The standards germane to this discussion are the Medical Device Radiocommunications Service (MedRadio) and the Wireless Medical Telemetry Service (WMTS) . MedRadio has a spectrum between 401 and 457 MHz. The more common devices realized have been implanted cardiac pacemakers and defibrillators, and neuromuscular stimulators for physical mobility. WMTS has spectrum at around 0.6 GHz and 1.4 GHz and has been used for sending data about such things as pulse and respiration rates to close in receiving stations. A typical application would be a cardiac monitor wirelessly linked to a nurse’s station for post operative care.

The ability to communicate with an implant over a high bandwidth link would facilitate many new applications and enhance existing applications such as pacemakers, implantable cardioverter defibrillators, neuro-stimulators, hearing aids, robotic prostheses, artificial eyes, brain pacemakers to control Parkinsons disease, monitoring of blood glucose levels for diabetic patients, stimulation and recording of brain and muscle activity, swallowable pills for traversing the gastrointestinal tract and implantable drug delivery systems.

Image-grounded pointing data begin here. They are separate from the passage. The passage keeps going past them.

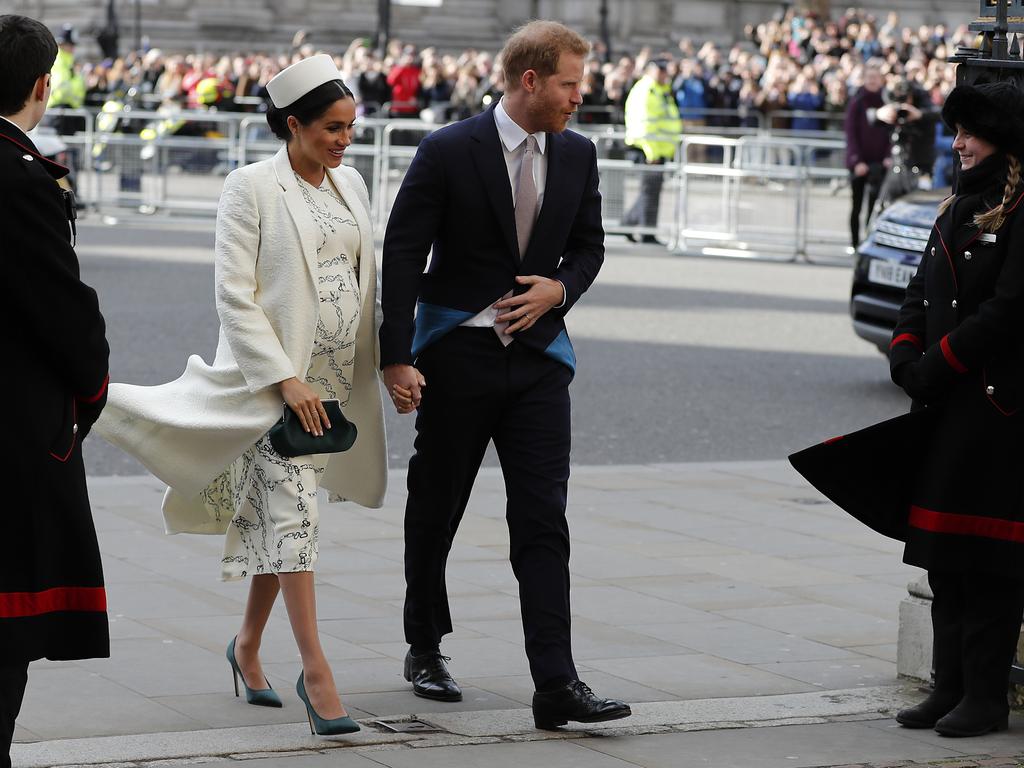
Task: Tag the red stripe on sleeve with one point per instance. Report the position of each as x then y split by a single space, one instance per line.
97 395
19 604
910 338
945 522
947 352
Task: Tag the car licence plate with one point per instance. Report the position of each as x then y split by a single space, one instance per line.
890 273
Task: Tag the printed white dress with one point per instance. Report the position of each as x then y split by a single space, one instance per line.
275 520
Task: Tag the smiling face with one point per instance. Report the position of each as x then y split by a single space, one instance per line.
972 150
556 98
324 141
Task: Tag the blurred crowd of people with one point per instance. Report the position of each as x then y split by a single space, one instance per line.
795 61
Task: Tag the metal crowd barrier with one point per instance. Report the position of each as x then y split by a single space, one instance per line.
748 196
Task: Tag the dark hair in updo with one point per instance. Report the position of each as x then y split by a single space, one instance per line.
310 107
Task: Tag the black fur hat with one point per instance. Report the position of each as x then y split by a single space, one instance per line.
993 112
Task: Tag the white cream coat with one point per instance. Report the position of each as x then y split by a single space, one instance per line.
189 430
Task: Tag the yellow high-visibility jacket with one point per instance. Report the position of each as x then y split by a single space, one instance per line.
652 123
67 86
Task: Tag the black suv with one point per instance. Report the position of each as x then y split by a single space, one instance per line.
886 261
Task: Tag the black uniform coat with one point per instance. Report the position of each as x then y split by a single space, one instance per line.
52 601
948 478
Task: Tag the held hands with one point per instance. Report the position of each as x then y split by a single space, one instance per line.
306 404
523 310
404 384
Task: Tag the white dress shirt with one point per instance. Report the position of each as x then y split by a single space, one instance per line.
513 139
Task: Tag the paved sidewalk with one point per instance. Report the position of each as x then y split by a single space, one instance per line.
720 598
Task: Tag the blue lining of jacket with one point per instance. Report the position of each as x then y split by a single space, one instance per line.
432 322
561 349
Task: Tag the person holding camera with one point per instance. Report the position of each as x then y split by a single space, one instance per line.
867 146
911 120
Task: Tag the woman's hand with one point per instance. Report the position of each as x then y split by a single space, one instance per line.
306 404
404 385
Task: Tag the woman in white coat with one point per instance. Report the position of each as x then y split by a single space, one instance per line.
296 297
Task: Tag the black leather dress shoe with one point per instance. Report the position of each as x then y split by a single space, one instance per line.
973 718
574 701
430 677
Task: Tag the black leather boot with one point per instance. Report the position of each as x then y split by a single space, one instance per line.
946 655
991 629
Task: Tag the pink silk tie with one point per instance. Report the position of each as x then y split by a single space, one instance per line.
525 214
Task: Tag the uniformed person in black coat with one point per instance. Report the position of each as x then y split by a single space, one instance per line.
948 478
52 601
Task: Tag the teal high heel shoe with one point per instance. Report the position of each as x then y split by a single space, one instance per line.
265 697
318 725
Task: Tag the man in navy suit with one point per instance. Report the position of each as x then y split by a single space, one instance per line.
508 201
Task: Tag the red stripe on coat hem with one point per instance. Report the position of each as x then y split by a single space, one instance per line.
945 522
947 352
97 395
19 604
907 337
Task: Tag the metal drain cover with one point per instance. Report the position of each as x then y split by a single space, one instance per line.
408 726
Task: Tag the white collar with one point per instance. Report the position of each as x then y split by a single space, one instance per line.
511 133
14 124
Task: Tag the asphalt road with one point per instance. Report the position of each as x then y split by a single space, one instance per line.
681 359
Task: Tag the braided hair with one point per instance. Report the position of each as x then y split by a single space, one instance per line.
993 218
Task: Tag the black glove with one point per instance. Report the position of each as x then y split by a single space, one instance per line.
907 376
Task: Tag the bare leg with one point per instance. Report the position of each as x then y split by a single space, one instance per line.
262 594
301 603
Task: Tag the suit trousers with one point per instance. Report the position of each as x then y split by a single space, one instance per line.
477 391
976 620
13 678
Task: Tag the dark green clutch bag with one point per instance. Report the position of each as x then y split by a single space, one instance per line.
289 438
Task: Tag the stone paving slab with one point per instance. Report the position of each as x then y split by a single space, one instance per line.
693 584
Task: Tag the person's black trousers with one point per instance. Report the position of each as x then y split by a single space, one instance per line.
13 678
871 183
477 391
644 210
976 621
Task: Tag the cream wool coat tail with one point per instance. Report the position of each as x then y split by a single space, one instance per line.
188 432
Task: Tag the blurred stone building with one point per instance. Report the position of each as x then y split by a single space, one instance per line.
269 25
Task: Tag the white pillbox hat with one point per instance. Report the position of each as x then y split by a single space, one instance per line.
294 82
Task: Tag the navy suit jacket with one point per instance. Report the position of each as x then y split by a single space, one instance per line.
456 199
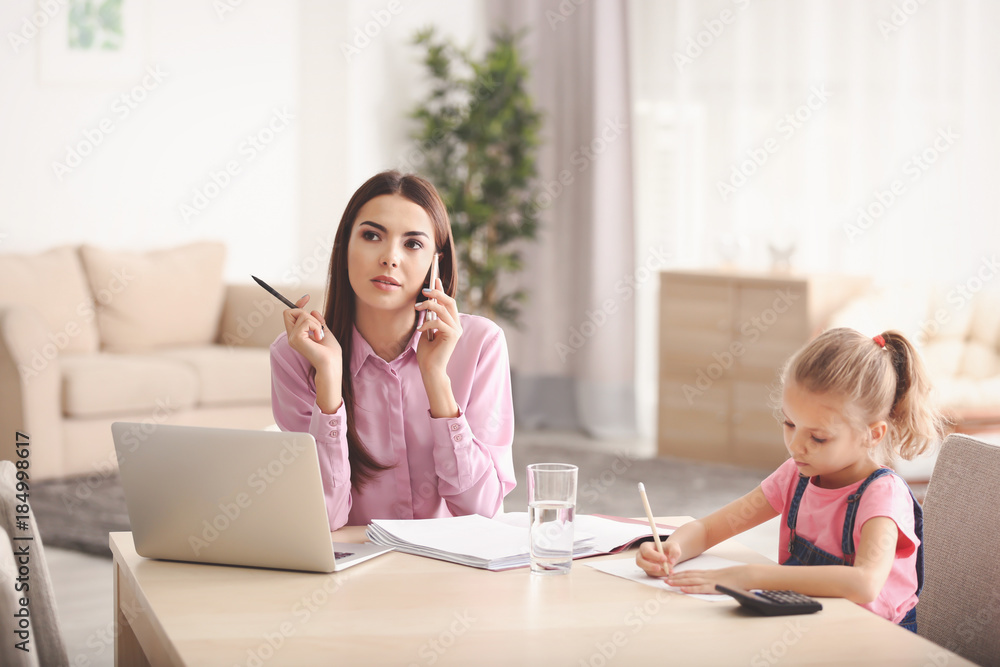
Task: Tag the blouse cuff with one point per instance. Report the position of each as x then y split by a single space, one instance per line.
453 450
330 432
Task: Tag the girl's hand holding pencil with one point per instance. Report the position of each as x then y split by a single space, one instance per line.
656 561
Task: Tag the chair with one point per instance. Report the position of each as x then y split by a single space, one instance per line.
46 646
959 608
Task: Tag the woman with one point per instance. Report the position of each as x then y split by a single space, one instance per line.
406 428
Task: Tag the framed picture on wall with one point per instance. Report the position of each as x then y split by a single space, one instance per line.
94 41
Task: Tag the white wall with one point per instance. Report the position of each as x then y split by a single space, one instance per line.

Implanted medical devices save lives, increase the quality of the user’s life, reduce the number of trips a patient has to make to a hospital and save billions of dollars in hospital beds, resources and doctors’ time. Lifesaving implants such as cardiac pacemakers, neuro-stimulators and pumps, have now become routine and do not attract the negative media attention that normally follows attempts to create so called bionic people. The cardiac pacemakers and defibrillators have grown into a multi-billion pound industry since the first implanted pacemaker in 1958. As implanted antennas are aimed at the same market, improving the quality of life of severely ill patients or others who are at high risk of illness, it is expected that it will be well received by both the medical community and patients alike.

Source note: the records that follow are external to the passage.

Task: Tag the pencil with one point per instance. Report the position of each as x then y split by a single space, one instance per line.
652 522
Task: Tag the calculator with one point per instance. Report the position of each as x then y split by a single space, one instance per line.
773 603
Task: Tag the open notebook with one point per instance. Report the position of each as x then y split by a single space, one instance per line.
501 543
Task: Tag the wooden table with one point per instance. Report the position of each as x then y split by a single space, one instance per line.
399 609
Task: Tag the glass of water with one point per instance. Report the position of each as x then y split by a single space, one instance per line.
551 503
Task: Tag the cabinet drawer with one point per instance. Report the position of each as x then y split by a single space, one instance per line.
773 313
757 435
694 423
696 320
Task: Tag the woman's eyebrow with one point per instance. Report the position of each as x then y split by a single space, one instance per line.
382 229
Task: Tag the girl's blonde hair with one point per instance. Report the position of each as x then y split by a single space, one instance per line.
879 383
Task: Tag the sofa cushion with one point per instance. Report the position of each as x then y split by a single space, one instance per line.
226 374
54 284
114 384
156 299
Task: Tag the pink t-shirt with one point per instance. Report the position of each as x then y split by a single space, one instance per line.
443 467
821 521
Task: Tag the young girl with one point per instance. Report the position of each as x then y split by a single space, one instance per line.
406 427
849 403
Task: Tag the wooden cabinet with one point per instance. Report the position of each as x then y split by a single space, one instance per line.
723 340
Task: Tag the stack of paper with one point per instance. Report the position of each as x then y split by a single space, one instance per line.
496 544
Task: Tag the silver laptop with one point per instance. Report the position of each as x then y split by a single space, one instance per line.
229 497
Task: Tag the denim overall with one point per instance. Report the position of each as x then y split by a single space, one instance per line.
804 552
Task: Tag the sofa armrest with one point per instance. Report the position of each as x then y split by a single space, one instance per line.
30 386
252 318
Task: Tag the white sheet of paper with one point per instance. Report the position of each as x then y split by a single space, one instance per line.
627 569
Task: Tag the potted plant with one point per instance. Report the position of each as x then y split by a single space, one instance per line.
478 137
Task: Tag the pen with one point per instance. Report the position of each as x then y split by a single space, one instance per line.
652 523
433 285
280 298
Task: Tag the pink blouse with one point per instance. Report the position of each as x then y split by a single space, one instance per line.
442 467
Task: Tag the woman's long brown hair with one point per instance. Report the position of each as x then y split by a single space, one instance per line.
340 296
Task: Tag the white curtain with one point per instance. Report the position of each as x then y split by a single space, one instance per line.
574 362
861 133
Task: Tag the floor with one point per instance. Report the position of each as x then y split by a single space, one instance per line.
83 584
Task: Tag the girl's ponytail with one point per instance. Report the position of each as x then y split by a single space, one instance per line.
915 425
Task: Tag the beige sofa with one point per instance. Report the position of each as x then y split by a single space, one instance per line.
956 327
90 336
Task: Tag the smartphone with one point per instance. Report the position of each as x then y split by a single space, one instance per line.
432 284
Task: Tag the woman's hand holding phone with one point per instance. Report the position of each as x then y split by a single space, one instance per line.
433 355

After all, antennas are implanted inside the human body as a method of treating tumors using hyperthermia. Previously, battery power has been a limiting factor. A typical pacemaker uses less than 10mW and the battery lasts 10 years. However, a long range medical biotelemetry system consisting of a sensor(s), a battery, a 4G communications module and a low power subcutaneous antenna may only need to be in place for a few weeks.